El fiscal general debería encarnar, en teoría, el punto de mayor contención del Estado. Pero la jornada de ayer dejó la impresión opuesta: una Fiscalía convertida en sujeto de la noticia, forzada a defender su propio relato –palabra que debería resultarnos impensable en el ámbito de la Fiscalía– e invocar la transparencia como coartada de su justificación. Y cuando el poder empieza a explicarse, ha perdido ya su misterio y, con él, su autoridad, quizá también la distancia que debía preservar. Uno lo nota sin necesidad de tecnicismos. Es el precio de la politización llevada al extremo.

La filosofía política clásica siempre entendió que el poder legítimo es el que se contiene. Cicerón lo llamaba dignitas: el equilibrio entre la dignidad del cargo y la mesura del individuo. En España, esa mesura parece haberse disuelto en la lógica de un poder desatado y que actúa sin frenos, como si nada tuviera consecuencias, que todo lo justifica por la agilidad del comentario. Nadie confía ya en el silencio, ni siquiera el fiscal general. Es el poder mismo quien teme más al vacío que al escándalo. Y en esa inversión del orden natural de las cosas está, al final, el verdadero deterioro institucional: cuando quien debe guardar silencio necesita justificarse, la autoridad se disuelve.

El juicio a Álvaro García Ortiz se ha convertido, sin quererlo, en espejo de esa deriva. Entre correos y declaraciones, lo que realmente se examina es la noción misma de autoridad, que no se impone por decreto ni se conserva por mandato; se sostiene en la ejemplaridad, en la disciplina del deber y en la renuncia al protagonismo. Y esa ejemplaridad se ha vuelto escasa en un tiempo que confunde transparencia con exposición.
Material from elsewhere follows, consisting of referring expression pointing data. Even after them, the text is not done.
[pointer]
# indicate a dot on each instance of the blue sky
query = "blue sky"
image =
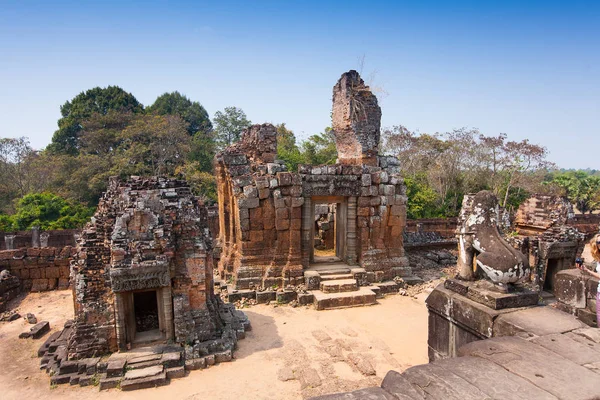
(530, 69)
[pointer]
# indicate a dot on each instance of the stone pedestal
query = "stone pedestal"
(457, 317)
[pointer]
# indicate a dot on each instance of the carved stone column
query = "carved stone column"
(35, 236)
(120, 324)
(307, 222)
(10, 241)
(351, 258)
(44, 239)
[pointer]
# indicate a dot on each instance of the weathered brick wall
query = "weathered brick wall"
(356, 121)
(588, 224)
(445, 227)
(39, 269)
(27, 239)
(266, 227)
(147, 234)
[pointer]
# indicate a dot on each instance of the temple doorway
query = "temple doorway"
(329, 215)
(145, 308)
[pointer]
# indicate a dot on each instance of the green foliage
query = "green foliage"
(48, 211)
(202, 151)
(462, 161)
(192, 112)
(319, 149)
(83, 106)
(287, 150)
(228, 125)
(422, 199)
(580, 188)
(203, 184)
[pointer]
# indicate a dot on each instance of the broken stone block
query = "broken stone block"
(175, 372)
(115, 368)
(37, 331)
(30, 318)
(286, 296)
(361, 363)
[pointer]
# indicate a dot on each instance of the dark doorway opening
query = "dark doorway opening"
(145, 306)
(325, 232)
(551, 271)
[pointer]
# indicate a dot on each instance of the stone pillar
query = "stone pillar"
(167, 305)
(351, 258)
(307, 223)
(10, 242)
(44, 239)
(35, 236)
(465, 257)
(120, 324)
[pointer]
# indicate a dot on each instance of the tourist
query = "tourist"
(595, 249)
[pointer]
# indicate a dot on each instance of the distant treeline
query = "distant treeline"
(106, 131)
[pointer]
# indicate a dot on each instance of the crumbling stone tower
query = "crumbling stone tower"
(356, 121)
(267, 214)
(143, 272)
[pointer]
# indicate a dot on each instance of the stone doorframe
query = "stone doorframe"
(125, 315)
(345, 228)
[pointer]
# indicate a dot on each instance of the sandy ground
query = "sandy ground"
(313, 349)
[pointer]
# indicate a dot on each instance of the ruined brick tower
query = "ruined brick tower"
(356, 121)
(143, 273)
(267, 214)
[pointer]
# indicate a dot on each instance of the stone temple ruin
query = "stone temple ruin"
(143, 274)
(491, 336)
(267, 214)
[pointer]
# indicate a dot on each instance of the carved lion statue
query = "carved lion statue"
(479, 240)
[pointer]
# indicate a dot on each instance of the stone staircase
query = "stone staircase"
(337, 285)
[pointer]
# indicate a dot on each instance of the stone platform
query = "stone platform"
(329, 285)
(484, 292)
(552, 366)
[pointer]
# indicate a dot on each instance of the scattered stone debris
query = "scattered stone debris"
(150, 239)
(30, 318)
(9, 288)
(267, 214)
(9, 316)
(36, 331)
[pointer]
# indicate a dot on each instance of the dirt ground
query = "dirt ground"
(291, 353)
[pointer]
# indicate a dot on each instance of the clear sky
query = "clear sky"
(530, 69)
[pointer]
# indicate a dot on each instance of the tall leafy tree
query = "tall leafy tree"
(83, 106)
(229, 124)
(49, 211)
(287, 149)
(319, 149)
(192, 112)
(581, 189)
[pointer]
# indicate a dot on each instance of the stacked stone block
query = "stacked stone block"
(266, 220)
(260, 212)
(148, 234)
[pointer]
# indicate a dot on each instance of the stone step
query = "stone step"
(333, 271)
(336, 277)
(326, 301)
(146, 382)
(339, 285)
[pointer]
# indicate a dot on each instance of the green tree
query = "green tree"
(203, 184)
(581, 189)
(228, 125)
(319, 149)
(83, 106)
(422, 199)
(49, 211)
(192, 112)
(287, 150)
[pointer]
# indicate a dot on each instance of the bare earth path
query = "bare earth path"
(291, 353)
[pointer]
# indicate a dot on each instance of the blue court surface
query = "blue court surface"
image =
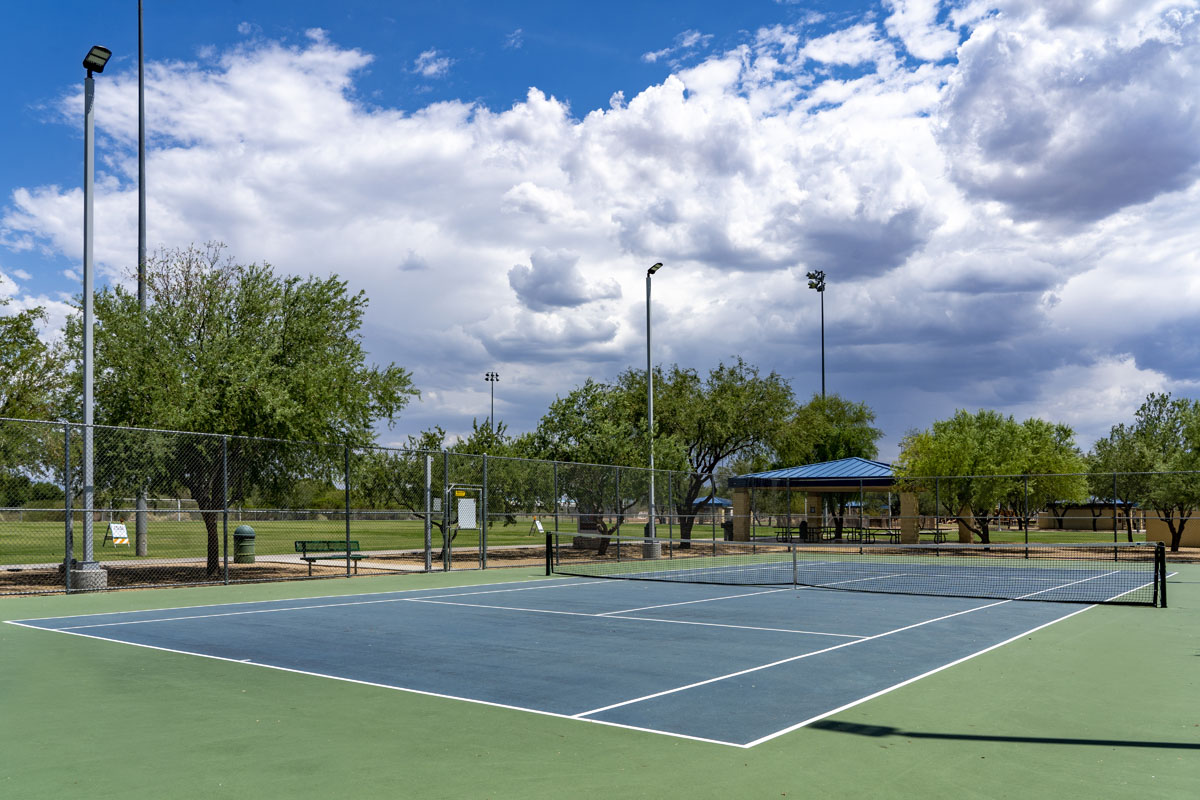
(727, 665)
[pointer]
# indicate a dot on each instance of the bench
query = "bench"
(333, 549)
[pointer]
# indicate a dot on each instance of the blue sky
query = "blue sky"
(1002, 194)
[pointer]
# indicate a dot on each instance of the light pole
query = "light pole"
(651, 547)
(492, 378)
(89, 575)
(139, 518)
(816, 281)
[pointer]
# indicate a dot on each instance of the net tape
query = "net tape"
(1121, 572)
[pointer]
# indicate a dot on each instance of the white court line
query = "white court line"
(639, 619)
(689, 602)
(271, 611)
(905, 683)
(292, 600)
(784, 661)
(816, 653)
(388, 686)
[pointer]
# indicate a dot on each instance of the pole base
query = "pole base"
(88, 576)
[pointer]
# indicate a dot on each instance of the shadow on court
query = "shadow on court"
(879, 731)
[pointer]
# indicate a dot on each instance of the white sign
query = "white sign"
(467, 513)
(118, 534)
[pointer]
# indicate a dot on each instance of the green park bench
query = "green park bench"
(333, 549)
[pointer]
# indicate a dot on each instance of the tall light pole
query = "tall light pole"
(89, 575)
(651, 547)
(491, 378)
(816, 281)
(139, 518)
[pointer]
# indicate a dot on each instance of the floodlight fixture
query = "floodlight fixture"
(651, 548)
(816, 281)
(491, 378)
(97, 56)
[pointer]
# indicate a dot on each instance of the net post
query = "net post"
(225, 503)
(796, 567)
(346, 455)
(483, 528)
(1161, 567)
(69, 543)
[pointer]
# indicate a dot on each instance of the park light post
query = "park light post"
(816, 281)
(491, 378)
(88, 573)
(139, 518)
(651, 547)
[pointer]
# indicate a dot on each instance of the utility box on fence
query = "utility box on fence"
(244, 545)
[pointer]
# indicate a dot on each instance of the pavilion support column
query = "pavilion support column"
(910, 518)
(741, 515)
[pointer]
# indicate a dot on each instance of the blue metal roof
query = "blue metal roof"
(844, 471)
(717, 501)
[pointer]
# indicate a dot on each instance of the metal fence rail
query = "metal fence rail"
(167, 507)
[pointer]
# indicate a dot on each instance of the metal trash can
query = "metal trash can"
(244, 545)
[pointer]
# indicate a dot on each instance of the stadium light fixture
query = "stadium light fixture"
(97, 56)
(651, 547)
(491, 378)
(89, 572)
(816, 281)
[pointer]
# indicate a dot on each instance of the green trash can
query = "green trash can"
(244, 545)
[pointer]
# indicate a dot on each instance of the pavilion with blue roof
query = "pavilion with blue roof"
(845, 475)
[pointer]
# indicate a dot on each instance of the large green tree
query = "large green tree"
(829, 428)
(594, 427)
(705, 421)
(31, 371)
(33, 378)
(979, 462)
(237, 349)
(1119, 468)
(1165, 439)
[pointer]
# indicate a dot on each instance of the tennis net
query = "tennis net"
(1120, 572)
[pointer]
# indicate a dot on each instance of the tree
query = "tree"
(237, 349)
(731, 413)
(979, 459)
(831, 428)
(593, 429)
(31, 371)
(1119, 468)
(1051, 467)
(1165, 439)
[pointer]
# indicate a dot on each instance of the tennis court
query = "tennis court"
(727, 665)
(1101, 703)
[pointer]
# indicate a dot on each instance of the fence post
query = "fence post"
(69, 543)
(347, 493)
(483, 525)
(712, 507)
(445, 511)
(1114, 507)
(1025, 515)
(429, 512)
(937, 509)
(225, 503)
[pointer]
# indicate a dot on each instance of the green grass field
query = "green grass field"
(41, 542)
(1103, 704)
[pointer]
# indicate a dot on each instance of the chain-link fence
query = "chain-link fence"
(84, 509)
(105, 507)
(983, 509)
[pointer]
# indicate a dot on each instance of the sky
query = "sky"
(1002, 194)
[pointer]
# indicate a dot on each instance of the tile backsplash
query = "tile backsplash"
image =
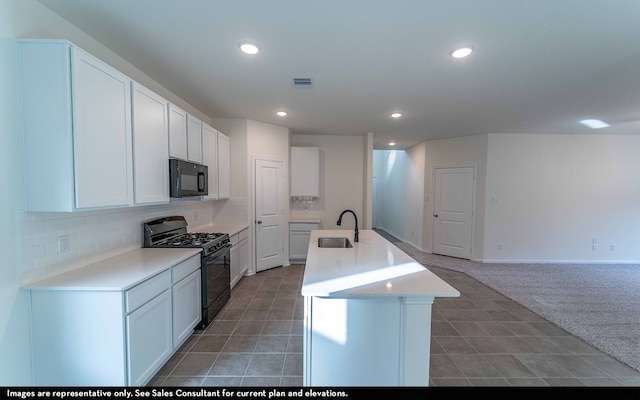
(96, 235)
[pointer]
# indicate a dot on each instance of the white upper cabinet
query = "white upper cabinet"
(76, 129)
(305, 171)
(177, 133)
(224, 166)
(194, 139)
(210, 159)
(150, 146)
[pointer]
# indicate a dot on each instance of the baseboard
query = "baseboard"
(590, 262)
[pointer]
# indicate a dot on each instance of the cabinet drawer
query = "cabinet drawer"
(185, 268)
(147, 290)
(298, 226)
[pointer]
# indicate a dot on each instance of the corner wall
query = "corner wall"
(562, 198)
(401, 193)
(342, 175)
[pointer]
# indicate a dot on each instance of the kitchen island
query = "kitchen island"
(367, 313)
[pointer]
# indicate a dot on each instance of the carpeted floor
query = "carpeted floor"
(597, 303)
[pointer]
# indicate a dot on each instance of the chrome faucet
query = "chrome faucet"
(339, 223)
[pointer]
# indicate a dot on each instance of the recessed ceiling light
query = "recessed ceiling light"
(461, 52)
(249, 47)
(594, 123)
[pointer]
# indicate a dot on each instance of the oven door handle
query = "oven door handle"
(219, 252)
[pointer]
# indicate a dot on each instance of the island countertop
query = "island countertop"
(372, 267)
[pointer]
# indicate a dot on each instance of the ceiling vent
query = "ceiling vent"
(302, 83)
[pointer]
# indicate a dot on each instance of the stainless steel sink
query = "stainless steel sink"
(334, 243)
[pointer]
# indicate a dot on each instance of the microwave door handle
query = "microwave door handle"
(202, 184)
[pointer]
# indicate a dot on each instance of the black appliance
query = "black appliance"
(171, 232)
(187, 179)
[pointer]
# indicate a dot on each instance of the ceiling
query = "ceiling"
(539, 66)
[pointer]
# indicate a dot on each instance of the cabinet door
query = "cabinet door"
(210, 158)
(194, 139)
(305, 171)
(187, 307)
(224, 167)
(244, 257)
(235, 261)
(102, 133)
(177, 132)
(150, 146)
(149, 338)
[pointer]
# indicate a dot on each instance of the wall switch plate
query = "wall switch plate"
(64, 244)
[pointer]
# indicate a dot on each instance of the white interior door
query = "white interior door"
(269, 211)
(453, 211)
(374, 202)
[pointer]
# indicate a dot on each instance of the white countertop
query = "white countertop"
(117, 273)
(304, 220)
(372, 267)
(218, 228)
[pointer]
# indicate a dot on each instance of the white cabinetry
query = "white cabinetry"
(194, 139)
(210, 159)
(177, 132)
(187, 295)
(224, 166)
(93, 336)
(77, 129)
(148, 328)
(299, 233)
(239, 256)
(305, 171)
(150, 146)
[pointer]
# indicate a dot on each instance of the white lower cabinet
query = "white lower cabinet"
(299, 233)
(107, 337)
(187, 304)
(239, 256)
(149, 338)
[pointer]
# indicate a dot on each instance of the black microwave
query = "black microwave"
(187, 179)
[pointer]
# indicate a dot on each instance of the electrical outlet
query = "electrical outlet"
(64, 244)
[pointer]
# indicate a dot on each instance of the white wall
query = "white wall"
(549, 196)
(401, 192)
(342, 175)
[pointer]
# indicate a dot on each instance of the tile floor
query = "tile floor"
(479, 339)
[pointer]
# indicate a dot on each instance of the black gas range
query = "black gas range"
(171, 232)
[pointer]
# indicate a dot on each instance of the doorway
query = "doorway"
(453, 216)
(269, 212)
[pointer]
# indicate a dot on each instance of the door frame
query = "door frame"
(252, 210)
(473, 203)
Cuando el fiscal general del Estado asiste a un jubileo de declaraciones que traen causa de una actuación suya puesta en entredicho, cuando necesita explicar por qué comunicó lo que debía callar, la institución ya aparece herida. No hay protocolo que repare esa grieta ni declaraciones del presidente del Gobierno que pueda cerrarla. La imagen pública del fiscal general está irreversiblemente dañada, y con ella la de toda la institución que representa y dirige.

Por eso, más allá del fallo del Tribunal Supremo, la herida institucional es ya irreversible. Un Estado puede sobrevivir a un error procesal; a la pérdida de respeto hacia sus responsables, casi nunca. Y ese respeto no depende sólo de lo que decida la Justicia, sino de la confianza que la sociedad otorga a una institución; es un pacto tácito, un reconocimiento que Álvaro García Ortiz no podrá recuperar, porque lo ha dilapidado justificando su relato.